Il trucco dello chef
Per un risultato ancora più professionale, lasciate riposare l’impasto in frigorifero per trenta minuti prima di formare gli zeppole: questo permetterà alle farine senza glutine di idratarsi completamente e renderà l’impasto più facile da lavorare. Se il latticello non è disponibile, potete prepararlo in casa mescolando 120 millilitri di latte intero con un cucchiaio di succo di limone, lasciando riposare per dieci minuti. Per intensificare il sapore del cacao, potete sostituire metà dell’acqua di cottura con caffè espresso freddo. Ricordate che il colorante in gel è molto concentrato: aggiungetelo gradualmente fino a raggiungere la tonalità desiderata, poiché è sempre possibile intensificare il colore ma impossibile schiarirlo una volta aggiunto.

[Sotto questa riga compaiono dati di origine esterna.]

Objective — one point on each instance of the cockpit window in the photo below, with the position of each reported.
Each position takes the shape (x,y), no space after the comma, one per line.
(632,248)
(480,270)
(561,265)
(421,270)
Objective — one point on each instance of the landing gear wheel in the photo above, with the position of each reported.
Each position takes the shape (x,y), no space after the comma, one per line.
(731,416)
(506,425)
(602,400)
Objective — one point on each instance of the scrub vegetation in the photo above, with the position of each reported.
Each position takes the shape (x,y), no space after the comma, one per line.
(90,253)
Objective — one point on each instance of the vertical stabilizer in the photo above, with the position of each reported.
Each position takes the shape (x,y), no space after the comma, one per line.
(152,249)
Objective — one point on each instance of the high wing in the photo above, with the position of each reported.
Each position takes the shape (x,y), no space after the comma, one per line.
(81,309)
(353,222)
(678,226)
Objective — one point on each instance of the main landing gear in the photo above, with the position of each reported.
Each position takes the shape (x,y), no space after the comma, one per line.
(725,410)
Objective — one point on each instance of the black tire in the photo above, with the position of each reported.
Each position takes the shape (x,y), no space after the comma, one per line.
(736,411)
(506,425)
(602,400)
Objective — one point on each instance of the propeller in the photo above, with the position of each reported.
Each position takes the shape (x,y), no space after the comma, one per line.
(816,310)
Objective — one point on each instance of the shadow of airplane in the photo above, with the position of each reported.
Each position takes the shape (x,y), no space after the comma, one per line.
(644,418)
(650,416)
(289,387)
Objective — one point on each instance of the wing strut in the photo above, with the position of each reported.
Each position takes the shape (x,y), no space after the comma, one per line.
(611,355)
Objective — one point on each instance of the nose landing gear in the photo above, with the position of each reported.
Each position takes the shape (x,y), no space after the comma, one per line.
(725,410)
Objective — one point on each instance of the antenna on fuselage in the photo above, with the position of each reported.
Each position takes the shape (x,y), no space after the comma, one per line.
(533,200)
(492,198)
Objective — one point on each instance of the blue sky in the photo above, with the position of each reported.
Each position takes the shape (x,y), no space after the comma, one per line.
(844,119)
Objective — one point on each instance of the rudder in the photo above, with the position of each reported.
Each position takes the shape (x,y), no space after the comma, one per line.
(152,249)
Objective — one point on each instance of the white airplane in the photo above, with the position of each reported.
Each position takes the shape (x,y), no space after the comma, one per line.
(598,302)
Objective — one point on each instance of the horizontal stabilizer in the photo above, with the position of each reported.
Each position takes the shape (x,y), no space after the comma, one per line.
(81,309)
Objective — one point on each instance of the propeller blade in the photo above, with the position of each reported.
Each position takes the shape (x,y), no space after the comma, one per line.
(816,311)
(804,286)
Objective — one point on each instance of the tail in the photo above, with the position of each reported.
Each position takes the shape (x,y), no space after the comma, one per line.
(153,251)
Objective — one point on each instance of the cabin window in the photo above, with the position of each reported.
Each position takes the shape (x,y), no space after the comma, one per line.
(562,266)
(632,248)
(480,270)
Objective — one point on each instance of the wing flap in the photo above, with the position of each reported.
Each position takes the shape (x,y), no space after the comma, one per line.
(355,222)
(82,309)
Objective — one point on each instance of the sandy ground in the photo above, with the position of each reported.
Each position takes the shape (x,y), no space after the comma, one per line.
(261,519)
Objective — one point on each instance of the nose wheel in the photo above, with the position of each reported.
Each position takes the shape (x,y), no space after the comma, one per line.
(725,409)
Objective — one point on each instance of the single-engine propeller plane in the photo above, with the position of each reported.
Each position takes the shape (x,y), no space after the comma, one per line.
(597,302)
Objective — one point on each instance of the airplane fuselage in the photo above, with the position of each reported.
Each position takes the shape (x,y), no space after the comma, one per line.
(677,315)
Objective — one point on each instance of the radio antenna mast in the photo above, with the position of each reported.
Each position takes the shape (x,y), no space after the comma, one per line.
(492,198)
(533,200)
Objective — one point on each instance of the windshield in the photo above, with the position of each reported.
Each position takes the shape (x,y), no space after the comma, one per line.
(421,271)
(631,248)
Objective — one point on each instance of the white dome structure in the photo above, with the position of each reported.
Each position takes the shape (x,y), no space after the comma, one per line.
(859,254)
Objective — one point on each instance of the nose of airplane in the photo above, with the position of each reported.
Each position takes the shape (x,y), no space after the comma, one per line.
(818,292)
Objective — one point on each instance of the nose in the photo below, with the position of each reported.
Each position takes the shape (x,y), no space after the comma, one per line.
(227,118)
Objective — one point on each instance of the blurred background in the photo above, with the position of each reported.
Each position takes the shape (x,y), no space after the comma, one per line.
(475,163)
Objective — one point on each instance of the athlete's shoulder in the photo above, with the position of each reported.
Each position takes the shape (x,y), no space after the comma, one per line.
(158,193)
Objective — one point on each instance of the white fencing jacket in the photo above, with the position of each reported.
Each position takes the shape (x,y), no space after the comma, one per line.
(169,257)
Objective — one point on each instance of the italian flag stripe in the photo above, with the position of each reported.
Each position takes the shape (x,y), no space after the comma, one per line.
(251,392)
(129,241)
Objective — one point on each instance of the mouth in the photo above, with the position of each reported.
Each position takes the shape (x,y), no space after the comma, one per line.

Abbinamenti per il dessert
Per accompagnare questi deliziosi zeppole red velvet senza glutine, consigliamo un moscato d’Asti dolce, la cui freschezza aromatica e le note fruttate bilanciano perfettamente la ricchezza della crema al formaggio. In alternativa, un Brachetto d’Acqui leggermente frizzante crea un contrasto piacevole con la texture vellutata del dolce. Per chi preferisce bevande analcoliche, un tè Earl Grey servito tiepido con una fetta di limone esalta le note di vaniglia presenti negli zeppole, mentre un cappuccino cremoso rappresenta la scelta ideale per una merenda pomeridiana. Una cioccolata calda densa arricchita con panna montata costituisce un’opzione golosa per i più golosi, creando un’esperienza sensoriale avvolgente. Durante la stagione estiva, un frappè alla vaniglia o un caffè shakerato possono offrire un contrasto rinfrescante alla dolcezza del dessert.
Informazione in più
Gli zeppole sono dolci tradizionali della cucina napoletana, tipicamente preparati per la festa di San Giuseppe il 19 marzo. La versione classica prevede una pasta choux fritta e farcita con crema pasticcera, ma nel tempo sono nate infinite varianti regionali e creative. L’incontro con il red velvet, torta iconica della tradizione americana nata negli anni Venti del Novecento, rappresenta un esempio di contaminazione gastronomica contemporanea. Il caratteristico colore rosso del red velvet deriva originariamente dalla reazione chimica tra cacao naturale non alcalinizzato e ingredienti acidi come latticello e aceto, anche se oggi viene intensificato con coloranti alimentari. L’adattamento senza glutine di questa ricetta risponde alle crescenti esigenze alimentari di chi soffre di celiachia o intolleranza al glutine, patologie che interessano una percentuale significativa della popolazione. La cottura al forno, invece della tradizionale frittura, riduce l’apporto calorico di circa il quaranta percento, rendendo questi zeppole un’alternativa più leggera senza rinunciare al gusto. Questa versione moderna mantiene lo spirito conviviale e festoso degli zeppole tradizionali, adattandosi perfettamente alle esigenze nutrizionali contemporanee.